And a Woman Mans a Cannon
Margaret Corbin accompanied her cannoneer husband into the Battle of Fort Washington in New York on November 16, 1776. When the British killed him in action, she filled his post by loading and firing the cannon with great accuracy before drawing enemy fire. No taller than the belly of her commander’s horse, Corbin struggled against larger forces in battle and for the rest of her life as a woman veteran.
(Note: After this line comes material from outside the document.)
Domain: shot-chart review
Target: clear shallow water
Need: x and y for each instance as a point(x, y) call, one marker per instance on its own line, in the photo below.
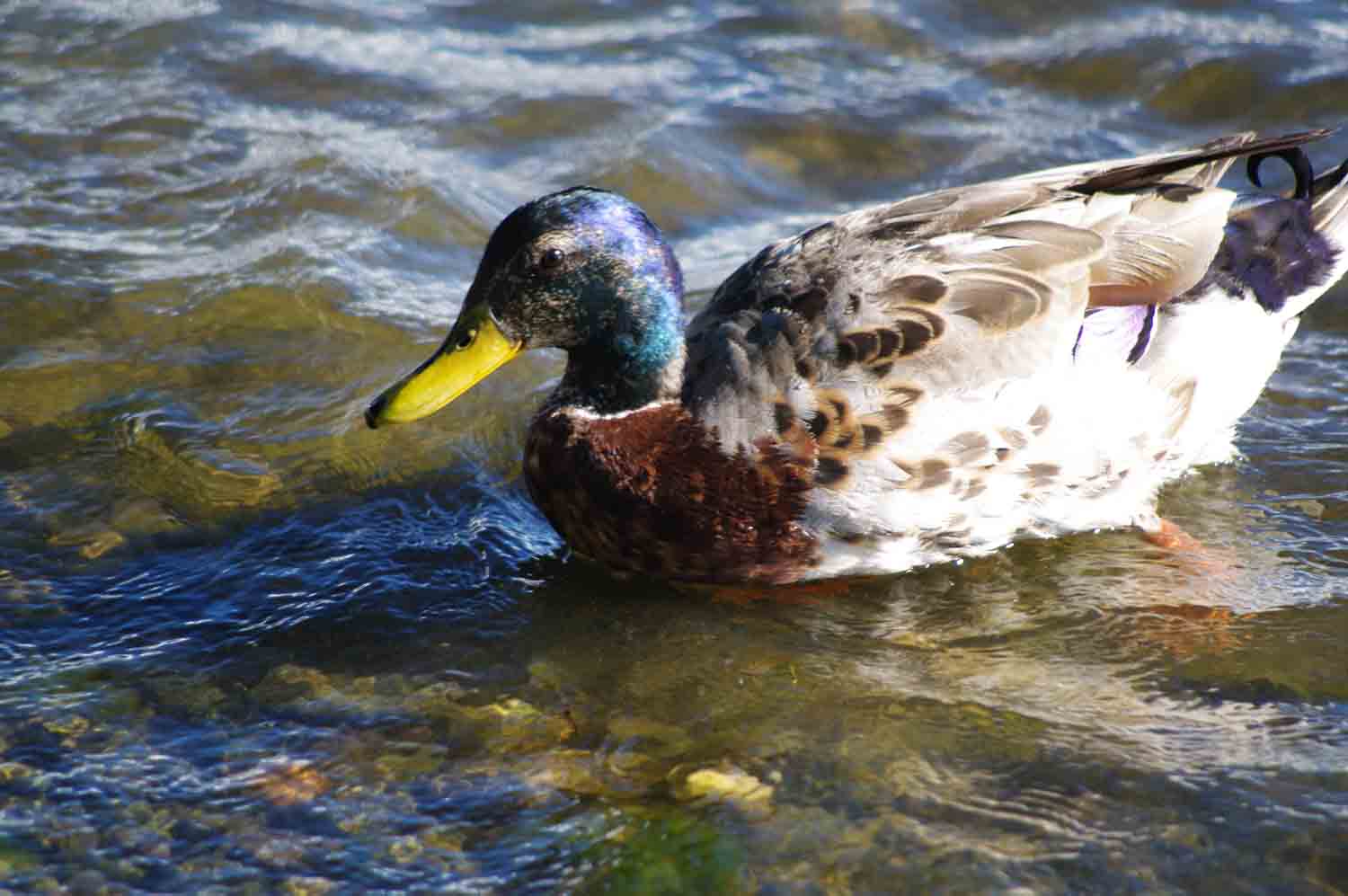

In Lawrence’s eyes, she is reinvigorated as a commanding figure, standing with her gun upright and in relief at the left margin of the assembled soldiers.
Deborah McDowell Responds:
Deborah McDowell is Alice Griffin Professor of English and director of the Carter G. Woodson Institute for African-American and African Studies at the University of Virginia.
What to make of the painting’s title in relation to the canvas itself? How do we explain this seeming incongruity: a woman “manning” a cannon, on the front lines of war, no less? The title prompts the viewer to expect the depiction of a woman, but we see her only through the feminine iconography of a dress (a pistol tucked in the back of her belt). The “woman at war” is obscure, her “presence” shifting with each view. Only after multiple viewings did I squint to perceive cascading curls atop her head. Her distorted face is locked in a grimace.
If this painting is meant to depict a fearless woman on the battlefield, it is odd that Lawrence positions her at the outer edge of a crowded frame including Corbin’s dead husband, the phallic cannon, and three soldiers hunkered down near the ground, blood dripping from their rifles. At one glance, Corbin seems a commanding figure, standing upright and in relief, but at another, her dress, its color matching the expanse of ground, casts her in camouflage. Here, now, the shifting and exaggerated perspectives of the painting render her indistinct, almost abstract.
In interviews, Lawrence conceded that his work was indeed abstract, in that it was “designed and composed,” but not in the sense that it evacuated human content.
He found inspiration in historical figures whose stories shed light on the agonies of racial battle and inspired a people locked in a perpetual, collective struggle.
In Lawrence’s Time:
Excerpt from “Margaret Corbin Tribute; West Point Does Honor at Grave of Revolutionary Heroine,” New York Times, May 28, 1950.
WEST POINT, N.Y., May 27- The twenty fourth anniversary of the discovery of the grave of Margaret Corbin, heroine of the Revolutionary War, was commemorated on Friday by the New York State Officers Club of the Daughters of the American Revolution. The exercises at the Margaret Corbin Monument on the grounds of the United States Military Academy were conducted by Mrs. William Harvey Hoag of Prattsburg, N.Y., vice president of the club. Col. H. Crampton Jones, inspector general at the Academy, was the principal speaker.
Mrs. Charles White Nash of Albany, former New York State Regent of the D.A.R., traced the history of the Corbin grave. The General Henry Knox papers in the Massachusetts Historical Society’s collection established that Margaret Corbin received Army pay during the Revolutionary War under the name of Captain Molly, Mrs. Nash said. Captain Molly also is affirmed by the papers as one of three women who got pensions from the Government for services in the Revolution.